The last several years, I had heard of people choosing a word of the year for themselves. A word they wanted to use to remind themselves of what they wanted to achieve/accomplish/remember for the whole year. So, last year, I decided to join the bandwagon, so to speak. I chose the word CULTIVATE.
I strived to cultivate so much last year. I wanted to cultivate a peaceful home, a love of learning in my children, myself into a better person. While I didn’t get half of what I wanted achieved, there was still progress, which is important. Add into the mix the tornado in May and well, life went haywire for most of us here.
This year, I thought long and hard about the word to incorporate into my life. I prayed and thought about it, I read what others were choosing. And finally, I had my word. This year, my word is DISCIPLINE.
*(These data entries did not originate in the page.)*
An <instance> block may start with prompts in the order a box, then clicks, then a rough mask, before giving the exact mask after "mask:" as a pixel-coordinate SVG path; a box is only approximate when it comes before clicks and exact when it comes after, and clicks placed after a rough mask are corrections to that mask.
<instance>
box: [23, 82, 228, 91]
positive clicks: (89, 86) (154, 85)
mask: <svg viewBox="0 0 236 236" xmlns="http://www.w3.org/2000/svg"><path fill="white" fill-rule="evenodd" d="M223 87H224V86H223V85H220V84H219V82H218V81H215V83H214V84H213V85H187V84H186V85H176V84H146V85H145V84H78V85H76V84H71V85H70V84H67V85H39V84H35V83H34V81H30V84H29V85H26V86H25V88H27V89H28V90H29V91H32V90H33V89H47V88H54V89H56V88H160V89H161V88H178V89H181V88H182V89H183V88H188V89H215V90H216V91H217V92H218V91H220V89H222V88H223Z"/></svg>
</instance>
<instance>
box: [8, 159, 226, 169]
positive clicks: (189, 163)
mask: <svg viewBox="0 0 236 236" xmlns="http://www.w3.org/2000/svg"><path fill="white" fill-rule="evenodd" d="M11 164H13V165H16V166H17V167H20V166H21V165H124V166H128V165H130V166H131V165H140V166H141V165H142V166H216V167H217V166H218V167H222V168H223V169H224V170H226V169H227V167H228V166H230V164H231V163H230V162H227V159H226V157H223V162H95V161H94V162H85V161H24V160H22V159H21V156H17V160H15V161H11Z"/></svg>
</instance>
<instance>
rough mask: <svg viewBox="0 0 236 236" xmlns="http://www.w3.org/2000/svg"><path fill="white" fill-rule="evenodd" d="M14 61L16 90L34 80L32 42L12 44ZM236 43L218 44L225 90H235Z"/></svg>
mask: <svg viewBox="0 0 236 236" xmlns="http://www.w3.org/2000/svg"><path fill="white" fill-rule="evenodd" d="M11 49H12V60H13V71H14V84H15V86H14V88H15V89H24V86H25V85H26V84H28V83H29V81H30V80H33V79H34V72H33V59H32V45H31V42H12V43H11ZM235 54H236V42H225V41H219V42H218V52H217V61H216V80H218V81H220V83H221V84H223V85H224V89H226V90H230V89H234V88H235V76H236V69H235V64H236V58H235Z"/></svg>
I want a more disciplined life. I want to strive to be more disciplined in my homekeeping. I don’t want the house to get insanely messy and disorganized before I do anything about it. I want it kept neat and clean, inviting and welcoming to all who enter. I want it to be a place where ministry happens to my family and all who come through my doors. It won’t happen unless I discipline myself into keeping it neat and welcoming.
I want to be more disciplined with doing school with the girls. The last year, we did school, but it wasn’t the joyful time of discovery and learning that I wanted. We didn’t do much extra fun things. The Bugs and I fought over several of her phonics lessons. I want the girls to learn as much as they can, but they can’t do it if I am not disciplined to really plan out for them a good course of study and include the really fun things that I know they would enjoy.
I want to lose weight this year. Well, I’ve wanted to lose weight for several years now, but this is the first time I’ve ever said so on my blog. You see, I’ve always been on the heavier side. And after the girls came along 17 months apart, my weight really crept up on me. I am currently the heaviest I have ever been and I am disgusted with myself. I have read books, tried making changes, tried exercising, but I always give up. I forget it took time to get this way, and it is going to take time to get it off. I am sick to death of shopping in the plus sized clothes section where it costs more. I’m sick of all the cute clothes not fitting me. I think this is part of my journey into more colorful, eye pleasing clothing choices. It isn’t healthy for me to weigh this much either. So I will discipline myself into a healthier lifestyle including time in exercise. It isn’t being selfish to take the time to do it. I am not taking anything away from my family by taking the time to exercise, I will be giving to them instead.
I want to be more disciplined in my spiritual life. Devotions and Bible in school with the girls have been my main fare for personal growth. Yeah, the Preschoolers Devotional book and Leading Little Ones to God honestly doesn’t have any meat for me. I need to read the Bible for myself daily. I need to study for myself daily if I want to grow and thrive. I need to discipline myself more on taking the time for myself for study and reflection. Otherwise, I am not going to have anything left to give. Nor will I be where I belong, secure in the love of my Savior and following His will for my life.
So, have you chosen a word for the year? Want to share? Just leave a comment telling what word you picked and why or a link to your blog. If it doesn’t show up right away, don’t worry, it will. Sometimes it sends things to be moderated if there’s a link in the comment. I look forward to seeing what word you chose for the year!.